The "Black Hole of Calcutta" was a tiny prison cell in Fort William, in the Indian city of Calcutta.

According to John Zephaniah Holwell of the British East India Company, on June 20, 1756, the Nawab of Bengal imprisoned 146 British captives inside the airless room overnight. When the chamber was opened the next morning, only 23 men (including Holwell) were still alive.

This story inflamed public opinion in Great Britain, and led to the characterization of the Nawab, Siraj-ud-daulah, (and by extension all Indians) as cruel savages.

In fact, no other contemporary sources ever corroborated Holwell's story, and he was caught fabricating other incidents.

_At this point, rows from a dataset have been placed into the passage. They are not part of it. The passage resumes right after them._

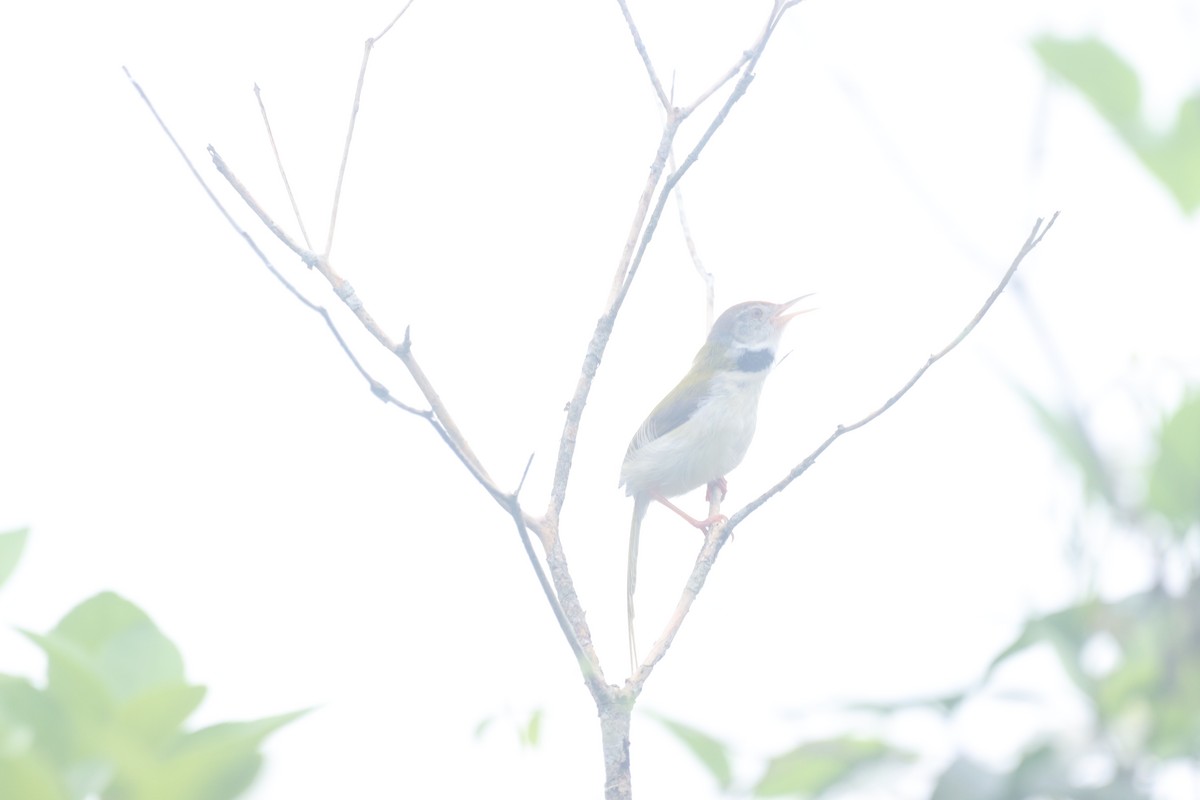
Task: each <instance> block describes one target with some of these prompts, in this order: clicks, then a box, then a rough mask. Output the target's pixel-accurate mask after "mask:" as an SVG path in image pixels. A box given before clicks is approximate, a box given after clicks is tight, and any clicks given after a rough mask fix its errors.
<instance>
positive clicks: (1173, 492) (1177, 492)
mask: <svg viewBox="0 0 1200 800" xmlns="http://www.w3.org/2000/svg"><path fill="white" fill-rule="evenodd" d="M1146 505H1147V506H1148V507H1151V509H1153V510H1154V511H1157V512H1158V513H1159V515H1162V516H1163V518H1165V519H1166V522H1168V523H1170V525H1171V528H1172V529H1174V530H1175V531H1176V533H1177V534H1181V535H1182V534H1183V533H1186V531H1187V530H1188V529H1190V528H1192V527H1193V525H1196V524H1200V391H1192V392H1190V393H1189V395H1188V396H1186V397H1184V398H1183V402H1182V403H1181V404H1180V407H1178V408H1177V409H1176V410H1175V413H1174V414H1172V415H1171V416H1169V417H1168V419H1166V420H1164V421H1163V425H1162V427H1160V428H1159V431H1158V456H1157V457H1156V459H1154V462H1153V464H1152V465H1151V468H1150V481H1148V486H1147V489H1146Z"/></svg>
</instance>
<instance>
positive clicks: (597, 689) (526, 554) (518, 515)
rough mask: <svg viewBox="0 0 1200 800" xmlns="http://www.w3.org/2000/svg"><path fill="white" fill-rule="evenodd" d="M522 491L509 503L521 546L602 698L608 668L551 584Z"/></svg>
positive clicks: (511, 499) (559, 623)
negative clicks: (522, 509)
mask: <svg viewBox="0 0 1200 800" xmlns="http://www.w3.org/2000/svg"><path fill="white" fill-rule="evenodd" d="M529 462H530V463H532V462H533V456H530V457H529ZM526 469H527V470H528V464H527V465H526ZM521 482H522V483H523V482H524V476H522V477H521ZM520 491H521V487H520V486H518V487H517V491H516V492H514V493H512V494H511V495H509V498H508V504H506V507H508V511H509V515H510V516H511V517H512V523H514V524H515V525H516V527H517V536H520V539H521V546H522V547H523V548H524V552H526V555H527V557H528V558H529V564H530V565H532V566H533V571H534V575H536V576H538V583H539V584H540V585H541V591H542V594H545V595H546V602H548V603H550V608H551V610H553V613H554V619H556V620H557V621H558V627H559V628H562V631H563V636H564V637H566V643H568V644H569V645H570V648H571V652H574V654H575V660H576V662H577V663H578V666H580V670H581V672H582V673H583V680H584V681H587V684H588V691H590V692H592V696H593V697H594V698H596V700H599V699H600V698H601V697H606V696H607V694H608V691H610V690H608V685H607V682H606V681H605V678H604V672H602V670H601V668H600V657H599V656H598V655H596V651H595V649H594V648H593V646H592V640H590V637H588V638H587V639H584V642H587V644H586V645H584V644H583V643H582V642H581V640H580V637H578V636H577V633H576V628H575V626H574V625H572V624H571V621H570V619H569V618H568V615H566V612H565V610H564V609H563V606H562V603H559V601H558V595H557V594H556V593H554V587H553V585H552V584H551V582H550V578H547V577H546V571H545V570H542V567H541V560H540V559H539V558H538V553H536V552H535V551H534V548H533V541H530V539H529V530H528V529H527V527H526V521H524V513H523V512H522V511H521V504H520V503H518V501H517V493H520Z"/></svg>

Furthermore, given the dimensions of the room (24 feet x 18 feet), it would not have been possible to cram more than about 65 prisoners into the space.

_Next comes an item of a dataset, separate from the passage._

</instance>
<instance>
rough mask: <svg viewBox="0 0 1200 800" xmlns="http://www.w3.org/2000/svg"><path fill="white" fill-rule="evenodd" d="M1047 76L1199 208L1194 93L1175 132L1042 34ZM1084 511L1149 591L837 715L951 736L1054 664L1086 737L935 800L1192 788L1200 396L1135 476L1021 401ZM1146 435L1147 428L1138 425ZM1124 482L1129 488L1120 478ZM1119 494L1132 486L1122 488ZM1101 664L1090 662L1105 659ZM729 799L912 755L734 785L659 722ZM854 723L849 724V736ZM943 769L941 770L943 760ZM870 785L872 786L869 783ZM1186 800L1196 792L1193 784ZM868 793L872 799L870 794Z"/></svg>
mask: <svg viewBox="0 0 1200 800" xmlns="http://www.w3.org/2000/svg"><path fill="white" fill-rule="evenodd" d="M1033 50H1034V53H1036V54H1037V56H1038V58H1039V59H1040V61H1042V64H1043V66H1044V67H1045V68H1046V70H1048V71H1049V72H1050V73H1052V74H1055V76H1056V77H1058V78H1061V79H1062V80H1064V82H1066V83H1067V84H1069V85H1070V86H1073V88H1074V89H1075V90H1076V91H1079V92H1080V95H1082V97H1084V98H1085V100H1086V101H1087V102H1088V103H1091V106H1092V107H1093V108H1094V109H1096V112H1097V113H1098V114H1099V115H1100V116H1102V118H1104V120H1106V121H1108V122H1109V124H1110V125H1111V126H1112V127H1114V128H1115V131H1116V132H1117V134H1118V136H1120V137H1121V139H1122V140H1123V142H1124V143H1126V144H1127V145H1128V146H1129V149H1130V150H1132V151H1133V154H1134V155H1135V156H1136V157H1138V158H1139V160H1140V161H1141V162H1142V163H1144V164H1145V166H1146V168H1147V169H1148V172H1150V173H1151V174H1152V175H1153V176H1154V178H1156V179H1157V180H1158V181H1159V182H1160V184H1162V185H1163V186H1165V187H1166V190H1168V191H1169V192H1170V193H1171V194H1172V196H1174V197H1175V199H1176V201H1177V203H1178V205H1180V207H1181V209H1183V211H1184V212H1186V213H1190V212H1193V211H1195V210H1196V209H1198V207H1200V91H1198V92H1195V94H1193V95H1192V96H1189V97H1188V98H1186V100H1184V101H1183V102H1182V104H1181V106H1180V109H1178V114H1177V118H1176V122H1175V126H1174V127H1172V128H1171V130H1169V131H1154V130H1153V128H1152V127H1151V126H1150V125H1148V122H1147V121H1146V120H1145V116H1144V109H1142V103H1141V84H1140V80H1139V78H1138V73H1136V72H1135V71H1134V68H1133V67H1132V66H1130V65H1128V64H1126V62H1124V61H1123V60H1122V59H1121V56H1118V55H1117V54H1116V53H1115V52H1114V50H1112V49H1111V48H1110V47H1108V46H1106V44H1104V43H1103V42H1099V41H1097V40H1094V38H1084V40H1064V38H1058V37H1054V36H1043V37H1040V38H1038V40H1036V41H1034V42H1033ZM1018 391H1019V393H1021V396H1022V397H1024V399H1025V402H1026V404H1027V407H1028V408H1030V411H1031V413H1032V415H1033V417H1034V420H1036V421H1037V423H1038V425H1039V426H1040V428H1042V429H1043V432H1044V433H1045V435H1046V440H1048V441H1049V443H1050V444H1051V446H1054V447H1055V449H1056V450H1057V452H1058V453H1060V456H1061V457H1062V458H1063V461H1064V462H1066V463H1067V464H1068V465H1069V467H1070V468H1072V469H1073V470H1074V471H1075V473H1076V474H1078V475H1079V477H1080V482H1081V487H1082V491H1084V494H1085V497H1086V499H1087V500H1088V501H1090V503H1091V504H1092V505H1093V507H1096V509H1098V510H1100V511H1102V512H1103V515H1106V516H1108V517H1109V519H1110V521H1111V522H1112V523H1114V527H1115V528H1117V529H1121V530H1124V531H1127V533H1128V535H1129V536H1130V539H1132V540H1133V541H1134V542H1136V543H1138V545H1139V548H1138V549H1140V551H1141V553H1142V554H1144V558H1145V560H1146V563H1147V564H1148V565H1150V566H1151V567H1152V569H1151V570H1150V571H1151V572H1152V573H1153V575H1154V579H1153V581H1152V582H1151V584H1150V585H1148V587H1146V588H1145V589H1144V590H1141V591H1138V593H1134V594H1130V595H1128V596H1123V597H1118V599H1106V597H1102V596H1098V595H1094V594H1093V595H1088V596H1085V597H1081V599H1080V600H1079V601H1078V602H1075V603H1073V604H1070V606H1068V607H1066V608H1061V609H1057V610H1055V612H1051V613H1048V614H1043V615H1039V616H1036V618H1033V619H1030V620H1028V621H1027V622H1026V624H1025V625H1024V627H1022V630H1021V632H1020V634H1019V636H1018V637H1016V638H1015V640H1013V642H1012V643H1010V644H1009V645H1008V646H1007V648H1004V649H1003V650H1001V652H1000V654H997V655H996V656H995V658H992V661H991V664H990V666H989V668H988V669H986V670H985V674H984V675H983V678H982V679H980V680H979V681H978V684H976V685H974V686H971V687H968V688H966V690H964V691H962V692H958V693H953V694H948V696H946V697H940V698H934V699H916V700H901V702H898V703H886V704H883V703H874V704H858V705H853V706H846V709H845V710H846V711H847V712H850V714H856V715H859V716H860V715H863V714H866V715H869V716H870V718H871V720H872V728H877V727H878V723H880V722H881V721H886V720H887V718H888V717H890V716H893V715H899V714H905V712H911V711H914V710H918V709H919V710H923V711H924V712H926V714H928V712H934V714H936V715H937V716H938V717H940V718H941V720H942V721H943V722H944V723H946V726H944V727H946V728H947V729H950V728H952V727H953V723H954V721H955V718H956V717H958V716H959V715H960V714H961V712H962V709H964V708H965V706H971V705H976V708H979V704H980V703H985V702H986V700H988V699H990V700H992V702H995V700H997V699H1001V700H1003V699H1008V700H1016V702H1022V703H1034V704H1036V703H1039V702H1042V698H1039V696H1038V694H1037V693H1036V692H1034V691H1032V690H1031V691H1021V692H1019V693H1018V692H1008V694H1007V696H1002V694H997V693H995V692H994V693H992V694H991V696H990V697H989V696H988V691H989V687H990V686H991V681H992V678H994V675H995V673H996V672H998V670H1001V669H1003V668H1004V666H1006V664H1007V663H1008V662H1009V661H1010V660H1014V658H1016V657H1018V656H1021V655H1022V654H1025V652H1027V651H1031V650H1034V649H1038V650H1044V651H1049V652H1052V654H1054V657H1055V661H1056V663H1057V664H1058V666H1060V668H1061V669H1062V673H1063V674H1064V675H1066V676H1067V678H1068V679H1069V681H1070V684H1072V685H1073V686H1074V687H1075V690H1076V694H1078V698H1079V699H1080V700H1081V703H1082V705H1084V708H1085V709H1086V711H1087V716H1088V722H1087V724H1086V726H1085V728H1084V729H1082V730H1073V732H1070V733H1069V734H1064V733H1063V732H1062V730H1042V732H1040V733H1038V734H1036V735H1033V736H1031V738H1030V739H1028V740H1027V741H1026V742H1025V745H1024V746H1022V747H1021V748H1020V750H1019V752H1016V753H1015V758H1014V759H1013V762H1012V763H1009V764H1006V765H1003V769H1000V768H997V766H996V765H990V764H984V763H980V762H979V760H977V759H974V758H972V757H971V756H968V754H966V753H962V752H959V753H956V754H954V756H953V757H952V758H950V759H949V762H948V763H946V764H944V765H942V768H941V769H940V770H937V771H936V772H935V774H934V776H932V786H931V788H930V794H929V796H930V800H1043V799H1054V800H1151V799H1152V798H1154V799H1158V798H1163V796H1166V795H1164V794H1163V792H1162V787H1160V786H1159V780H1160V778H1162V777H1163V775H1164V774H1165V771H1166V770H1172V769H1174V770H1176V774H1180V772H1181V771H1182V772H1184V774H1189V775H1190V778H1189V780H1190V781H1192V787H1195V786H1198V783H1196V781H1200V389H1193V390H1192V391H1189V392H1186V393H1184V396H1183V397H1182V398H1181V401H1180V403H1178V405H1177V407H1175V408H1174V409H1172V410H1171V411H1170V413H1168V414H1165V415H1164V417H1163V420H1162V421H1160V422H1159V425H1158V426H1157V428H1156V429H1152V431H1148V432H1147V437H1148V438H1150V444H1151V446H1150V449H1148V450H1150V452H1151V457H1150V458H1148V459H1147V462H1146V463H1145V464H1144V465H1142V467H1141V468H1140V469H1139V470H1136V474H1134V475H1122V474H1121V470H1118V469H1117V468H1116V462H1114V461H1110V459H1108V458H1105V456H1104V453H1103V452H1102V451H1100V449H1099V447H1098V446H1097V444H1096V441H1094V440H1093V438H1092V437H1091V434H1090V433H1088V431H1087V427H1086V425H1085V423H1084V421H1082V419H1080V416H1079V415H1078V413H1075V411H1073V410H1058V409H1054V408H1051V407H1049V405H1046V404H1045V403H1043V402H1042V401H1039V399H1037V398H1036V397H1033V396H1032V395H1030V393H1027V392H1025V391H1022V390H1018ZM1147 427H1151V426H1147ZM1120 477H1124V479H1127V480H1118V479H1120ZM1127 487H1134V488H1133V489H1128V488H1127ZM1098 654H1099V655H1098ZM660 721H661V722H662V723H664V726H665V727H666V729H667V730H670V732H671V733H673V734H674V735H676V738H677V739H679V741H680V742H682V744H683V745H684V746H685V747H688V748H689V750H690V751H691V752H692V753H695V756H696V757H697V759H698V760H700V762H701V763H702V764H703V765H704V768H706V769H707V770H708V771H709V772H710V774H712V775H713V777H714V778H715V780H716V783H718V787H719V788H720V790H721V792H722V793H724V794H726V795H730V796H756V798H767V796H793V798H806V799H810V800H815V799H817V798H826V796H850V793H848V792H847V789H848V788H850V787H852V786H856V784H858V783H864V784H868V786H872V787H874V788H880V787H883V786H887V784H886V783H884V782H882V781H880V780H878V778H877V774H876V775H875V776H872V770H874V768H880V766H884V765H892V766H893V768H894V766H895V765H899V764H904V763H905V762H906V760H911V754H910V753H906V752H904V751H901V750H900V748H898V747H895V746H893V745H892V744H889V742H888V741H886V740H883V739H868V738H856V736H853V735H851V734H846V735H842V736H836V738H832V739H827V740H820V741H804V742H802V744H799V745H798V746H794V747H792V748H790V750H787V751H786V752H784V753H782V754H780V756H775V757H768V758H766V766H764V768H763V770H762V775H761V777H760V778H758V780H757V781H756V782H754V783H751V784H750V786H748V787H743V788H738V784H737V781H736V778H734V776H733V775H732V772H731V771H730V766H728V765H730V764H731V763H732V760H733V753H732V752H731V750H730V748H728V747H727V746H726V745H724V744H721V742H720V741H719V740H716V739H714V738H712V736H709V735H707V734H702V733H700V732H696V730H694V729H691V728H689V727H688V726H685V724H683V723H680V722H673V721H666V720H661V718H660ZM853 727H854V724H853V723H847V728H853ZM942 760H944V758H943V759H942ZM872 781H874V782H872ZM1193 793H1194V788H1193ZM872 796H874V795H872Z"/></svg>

Holwell's account may have been mere exaggeration. Then again, it may be that the incident was entirely a figment of his imagination.

The story of the "Black Hole of Calcutta" actually could be one of history's great scams, along with the "bombing" of the battleship Maine in Havana Harbor, the Gulf of Tonkin Incident, and Saddam Hussein's putative weapons of mass destruction.

Whatever the truth of the case, the young Nawab was killed the next year at the Battle of Plassey, and the British East India Company assumed control over most of the Indian subcontinent.